Objectives To assess the safety of dermatological 0.1% tacrolimus ointment when used topically and its efficacy in the treatment of vernal keratoconvinctivtis. METHODS The quasi-experimental, multi-centre study was conducted at the Gujranwala Medical College/District Headquarters Teaching Hospital, Gujranwala, and the Gomal Medial College/Mufti Mehmood Teaching Hospital, Dera Ismail Khan, Pakistan, from July 2019 to March 2020, and comprised patients of severe vernal keratoconvinctivtis. Symptoms and clinical signs were graded on a pre-devised scale. Patients were given small amount of tacrolimus 0.1% ointment applied to the inferior conjunctival fornix before going to bed. The duration of treatment was 3 months and the patients were followed up for up to 6 months. Data was analysed using SPSS 20. RESULTS Of the 50 patients, 30(60%) were males and 20(40%) were females.

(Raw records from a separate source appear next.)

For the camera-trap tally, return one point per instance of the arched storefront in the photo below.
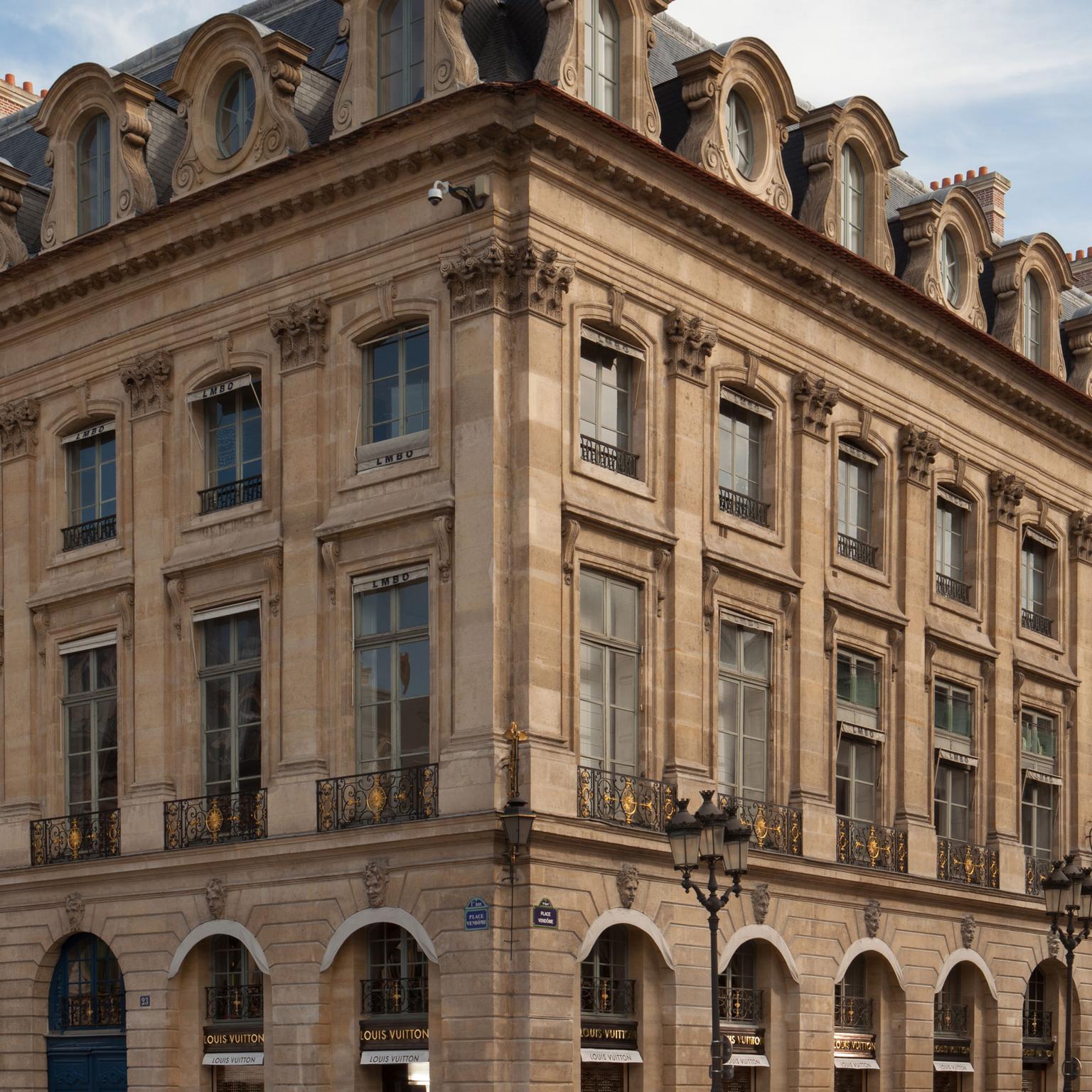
(85, 1049)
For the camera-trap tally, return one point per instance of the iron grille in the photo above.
(210, 820)
(623, 800)
(379, 798)
(87, 835)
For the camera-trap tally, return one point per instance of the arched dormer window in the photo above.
(601, 56)
(401, 54)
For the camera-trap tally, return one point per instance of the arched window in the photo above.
(235, 112)
(741, 136)
(853, 201)
(87, 990)
(1033, 319)
(93, 175)
(601, 56)
(401, 54)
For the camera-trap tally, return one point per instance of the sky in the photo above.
(998, 83)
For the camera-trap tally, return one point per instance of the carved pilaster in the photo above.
(301, 331)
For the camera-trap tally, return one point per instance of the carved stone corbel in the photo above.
(301, 331)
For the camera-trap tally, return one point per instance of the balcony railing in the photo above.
(949, 1019)
(953, 589)
(1035, 870)
(234, 1002)
(211, 820)
(741, 1006)
(230, 494)
(746, 508)
(91, 1010)
(379, 798)
(607, 996)
(1037, 623)
(391, 997)
(81, 837)
(870, 845)
(774, 828)
(609, 456)
(623, 800)
(1037, 1024)
(963, 863)
(87, 534)
(855, 1012)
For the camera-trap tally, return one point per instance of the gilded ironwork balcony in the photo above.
(774, 828)
(230, 494)
(607, 996)
(82, 837)
(949, 1019)
(89, 533)
(211, 820)
(234, 1002)
(953, 589)
(856, 550)
(609, 456)
(870, 845)
(1037, 623)
(91, 1010)
(963, 863)
(1037, 1024)
(746, 508)
(1035, 870)
(855, 1012)
(391, 997)
(623, 800)
(741, 1006)
(382, 796)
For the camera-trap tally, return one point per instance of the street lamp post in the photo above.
(1068, 894)
(706, 837)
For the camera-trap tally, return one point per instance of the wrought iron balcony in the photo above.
(855, 1012)
(607, 996)
(379, 798)
(1037, 623)
(741, 1006)
(1037, 1024)
(391, 997)
(230, 494)
(81, 837)
(953, 589)
(623, 800)
(774, 828)
(963, 863)
(609, 456)
(856, 550)
(949, 1019)
(211, 820)
(89, 533)
(91, 1010)
(234, 1002)
(746, 508)
(870, 845)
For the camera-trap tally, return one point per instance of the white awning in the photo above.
(232, 1059)
(953, 1067)
(600, 1054)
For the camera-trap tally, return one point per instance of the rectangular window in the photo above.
(232, 702)
(744, 702)
(392, 676)
(609, 673)
(91, 729)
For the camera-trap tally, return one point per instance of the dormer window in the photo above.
(401, 54)
(93, 185)
(235, 112)
(601, 56)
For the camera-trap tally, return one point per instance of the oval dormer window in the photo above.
(235, 114)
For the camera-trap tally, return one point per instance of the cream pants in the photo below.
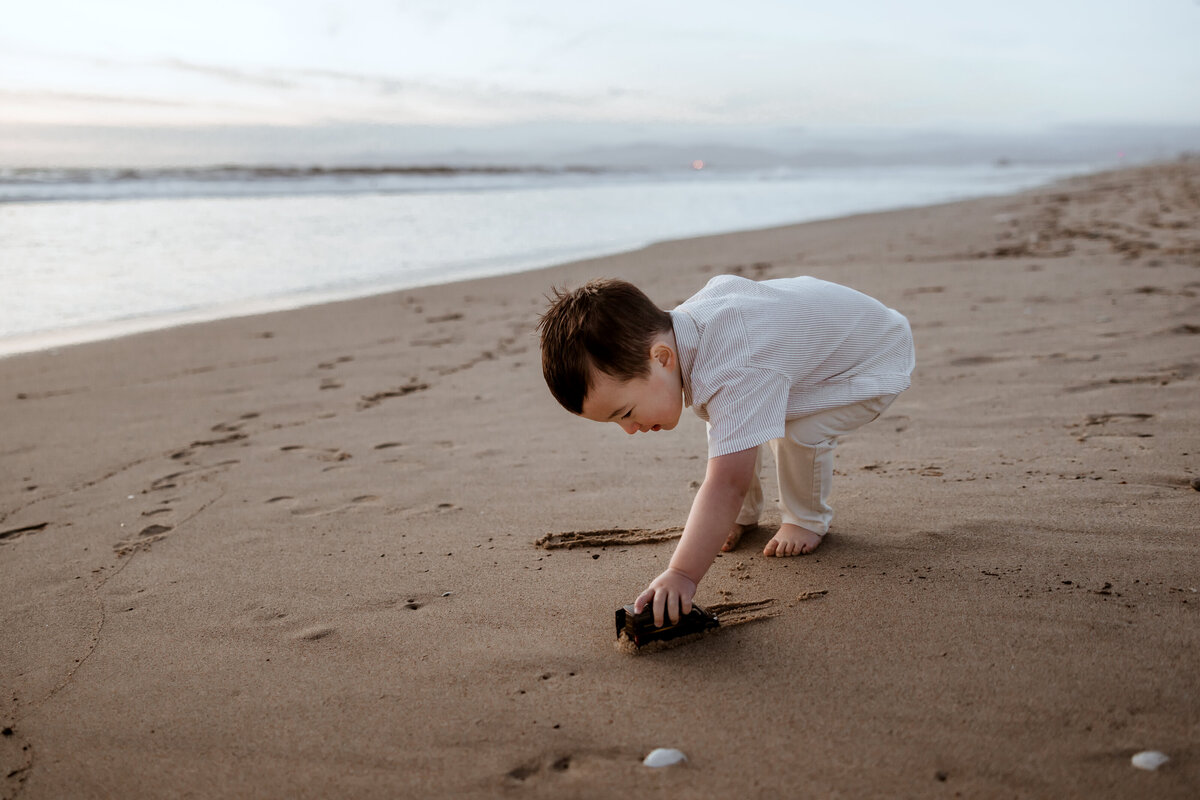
(804, 464)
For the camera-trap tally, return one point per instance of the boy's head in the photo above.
(605, 329)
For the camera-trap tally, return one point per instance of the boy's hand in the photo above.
(671, 593)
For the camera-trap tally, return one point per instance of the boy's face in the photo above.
(641, 404)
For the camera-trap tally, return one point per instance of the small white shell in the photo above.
(664, 757)
(1150, 759)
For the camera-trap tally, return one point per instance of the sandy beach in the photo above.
(294, 555)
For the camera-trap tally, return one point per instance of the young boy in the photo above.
(793, 362)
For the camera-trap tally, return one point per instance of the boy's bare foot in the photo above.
(792, 540)
(731, 542)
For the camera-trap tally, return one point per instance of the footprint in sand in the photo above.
(321, 511)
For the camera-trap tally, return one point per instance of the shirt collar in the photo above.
(687, 342)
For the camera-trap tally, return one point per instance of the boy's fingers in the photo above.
(673, 606)
(640, 603)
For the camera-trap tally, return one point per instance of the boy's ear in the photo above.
(661, 353)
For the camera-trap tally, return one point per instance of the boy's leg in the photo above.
(804, 464)
(751, 507)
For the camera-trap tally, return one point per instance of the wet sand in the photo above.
(297, 554)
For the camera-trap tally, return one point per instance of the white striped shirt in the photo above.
(756, 354)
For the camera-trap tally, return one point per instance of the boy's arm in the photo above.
(712, 516)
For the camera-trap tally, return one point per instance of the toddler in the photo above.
(791, 364)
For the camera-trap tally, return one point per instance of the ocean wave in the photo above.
(33, 185)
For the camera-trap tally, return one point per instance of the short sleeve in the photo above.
(747, 410)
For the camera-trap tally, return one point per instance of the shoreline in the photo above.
(294, 553)
(101, 330)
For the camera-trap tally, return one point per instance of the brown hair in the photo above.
(605, 324)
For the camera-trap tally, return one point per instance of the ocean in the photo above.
(94, 253)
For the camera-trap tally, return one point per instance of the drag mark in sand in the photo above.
(732, 613)
(17, 533)
(573, 539)
(371, 401)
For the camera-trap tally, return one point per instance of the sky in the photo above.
(473, 65)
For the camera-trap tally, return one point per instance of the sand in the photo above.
(294, 554)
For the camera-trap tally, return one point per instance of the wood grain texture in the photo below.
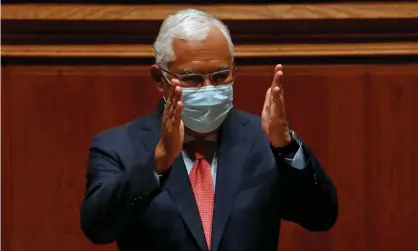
(360, 10)
(258, 30)
(241, 51)
(358, 119)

The overall mean age was 10.64±3.199 years. Mean symptom score and clinical signs score gradually reduced on each follow-up (p<0.05). Mild recurrence was noted in 12(24%) patients who were managed with lubricants and anti-histamine topical drops. No complication was noted. CONCLUSIONS Tacrolimus 0.1% was found to be effective and safe in the treatment of severe refractory vernal keratoconvinctivtis even when given once a day. Clinical Trial Registration Chinese Clinical Trial Registry Id: ChiCTR2000031929 link: www.chictr.org.cn/hvshowproject.aspx?id=28053.